Lleva el dorsal 42, pero no tiene ninguna explicación especial. Mayoral no es supersticioso y no le dio mayor importancia al número que luciría en su camiseta. Por eso mismo tampoco cree que sea un jugador gafado por las lesiones. «Creo que todo sucede por algún motivo y hay que estar preparados para superar lo que venga. Para mí es un reto volver a estar preparado para conseguir jugar en Primera», afirma el extremo abulense. Y es que reconoce que «en Primera es más fácil porque no hay esa presión tan asfixiante como en Segunda, aunque también es más complicado jugar de 3/4 de campo en adelante.
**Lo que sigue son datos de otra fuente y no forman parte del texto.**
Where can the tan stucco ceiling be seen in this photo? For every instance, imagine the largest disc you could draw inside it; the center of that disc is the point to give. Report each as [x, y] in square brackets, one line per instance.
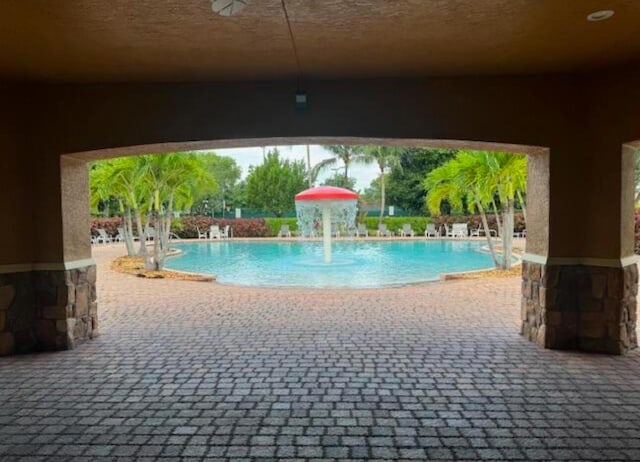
[182, 40]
Creo que tampoco hay entradas tan fuertes».

Se hubiera sentido decepcionado si no hubiera habido esa avalancha de aficionados que quieren tener el carné para acudir a Zorrilla. «Después del 'play-off' a tope, de escuchar al estadio entonar el himno y de la locura del ascenso, estaba claro que la afición iba a seguir con nosotros», y además le pide que haga de Zorrilla un fortín donde sea imposible llevarse un solo punto, aunque también reconoce que será una temporada difícil: «Hay mucha competencia de equipos que, aunque tienen menos historia, han hecho las cosas bien y todos queremos seguir en Primera». Y para finalizar, Mayoral da con una de las claves vitales : «Lo más importante es disfrutar con lo que haces». Así, seguro que triunfa.